Under Construction: Inside the New Edible Academy at the New York Botanical Garden
By Liam La Guerre October 18, 2017 12:00 pm
reprintsThe Ruth Rea Howell Family Garden at the New York Botanical Garden in the Bronx has provided New Yorkers a place to learn about plant-based nutrition for three decades—but the outdoor green space was only open half the year.
However, thanks to a $28 million expansion its programming will be around all year, and incorporated into the new Edible Academy—a three-ace property with a classroom building, a 350-seat terraced lawn amphitheater, a greenhouse, a new equipment shed and multiple gardens.
The new site (double what it was) will allow for twice the number of visitors per year to 100,000. (Some programs will be run by celebrity chef Mario Batali, an honorary chairman of the Edible Academy.)

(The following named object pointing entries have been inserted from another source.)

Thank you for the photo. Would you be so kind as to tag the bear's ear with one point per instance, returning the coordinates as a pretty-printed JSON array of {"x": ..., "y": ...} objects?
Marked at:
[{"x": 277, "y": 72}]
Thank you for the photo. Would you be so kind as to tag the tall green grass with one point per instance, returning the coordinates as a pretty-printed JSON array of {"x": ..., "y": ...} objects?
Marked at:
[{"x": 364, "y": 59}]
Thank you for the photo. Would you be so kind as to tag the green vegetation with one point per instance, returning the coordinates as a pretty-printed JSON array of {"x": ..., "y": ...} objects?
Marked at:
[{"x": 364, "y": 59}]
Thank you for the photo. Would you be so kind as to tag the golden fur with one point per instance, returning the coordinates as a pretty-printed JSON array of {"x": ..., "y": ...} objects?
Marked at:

The project broke ground last year on Oct. 27 in the 126-year-old New York Botanical Garden, which is located in the city-owned Bronx Park, and a grand opening ceremony is expected on June 14, 2018.
As one might expect, Edible Academy will be built with sustainable and eco-friendly features. The Cooper Robertson-designed project is being constructed to Leadership in Energy and Environmental Design (LEED) Gold specifications.
There will be a leaching galley, which traps wastewater and sends it into the ground so it doesn’t overburden the sewer system. And EW Howell Construction Group workers have drilled eight holes for geothermal wells, which can collect heat and cool energy from 465 feet under the surface, and bring it back up to heat or cool the 3,500-square-foot Edible Academy classroom building. Also, there will be a solar panel pavilion.
In addition, workers have installed a stormwater detention system, which collects rainwater to help prevent flooding.
“We are next to the Bronx River so we have to control the runoff,” Robert Zirkel, a vice president at EW Howell’s arts and culture division, told Commercial Observer. “This stormwater system slows the water volume into the Bronx River. It could stop potential flooding.”
Edible Academy’s main building will be built using Douglas Fir wood for posts, beams and walls, and it will have a green roof. That building is under construction now.
The greenhouse, which has already been erected, is an aluminum-framed glass building. Contractors are currently putting in the electrical systems, lighting, and heating, ventilation and air conditioning.
Getting in and out of the construction site is a challenge for EW Howell, as trucks have to be cleaned and vacated before the New York Botanical Garden opens to the public at 10 a.m.—and it is not in a convenient spot.
“It’s located on the far side of the garden away from all of the entrances,” Zirkel said. “And trucks can’t bring any mud into the roadways, so we have a stone tracking pad and washing stations.”